Karolina Gortych-Michalak Αναπληρώτρια Καθηγήτρια Νεοελληνικών Σπουδών, Πανεπιστήμιο Adam Mickiewicz, Πόζναν, Πολωνία
Language and law are mutually dependent especially in the frame of legal communication. Law needs to be communicated to be enacted and obeyed and thus it needs language to be expressed while legal communication is executed between legislator and addressees of legal messages – they are parameters of legal communication which is very specific (Sandrini 2009, Kurzon 1998 et al.). Legal communication needs language as an instrument (organon) to communicate (Bühler 2004).
In the light of informative function Press language can be seen as an organon too, but the distinction between them revolves around the typology of senders and receivers of messages. The line of legal communication goes from an abstract legislator to real objectives of the law, whereas the line of Press communication goes from a journalist(s) to readers who are not lawyers in most cases. In this perspective the language of the Press communication is much more “plain” when compared with the legal communication, even if they have the same topic: the law and its changes.
The goal of the paper is to study means, tools and methods used to create press texts concerning the law in historic perspective. It concentrates on: 1) stylistic methods and means and 2) historical language variants which have been observed in press texts concerning historical changes in Greek family law in last 50 years.
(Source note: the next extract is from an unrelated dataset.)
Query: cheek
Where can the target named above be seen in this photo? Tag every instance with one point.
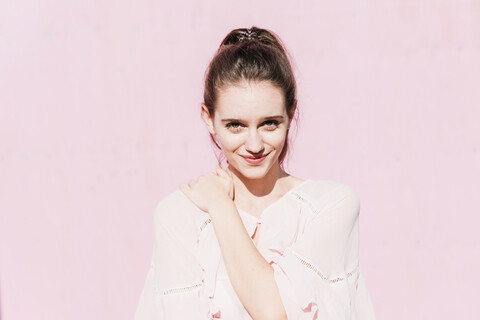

They can be classified as means of simplification and easification respectively.
The research material is a collection of press texts of the journals: To Vima and Ta Nea which have covered the social, legal and pragmatic issues connected with the Greek Civil Code changes.
The press texts are analysed on the basis of Critical Discourse Analysis – CDA basic principles (Fairclough & Wodak 1997) and simultaneously the referred to the source texts which are historical versions of the Greek Civil Code (part Family Law). Since the simplification of specialised text can cover language variants, including historical variants, the analysis of the aforementioned press texts is performed on structuralistic principles of comparative analysis.
It expected that the results of two-way analysis will provide information about the linkage between stylistic and structure-language means and methods. The potential linkage will be a part of departure to holistic view of simplification and easification of legal language filtered by the lend of press language in historical perspective.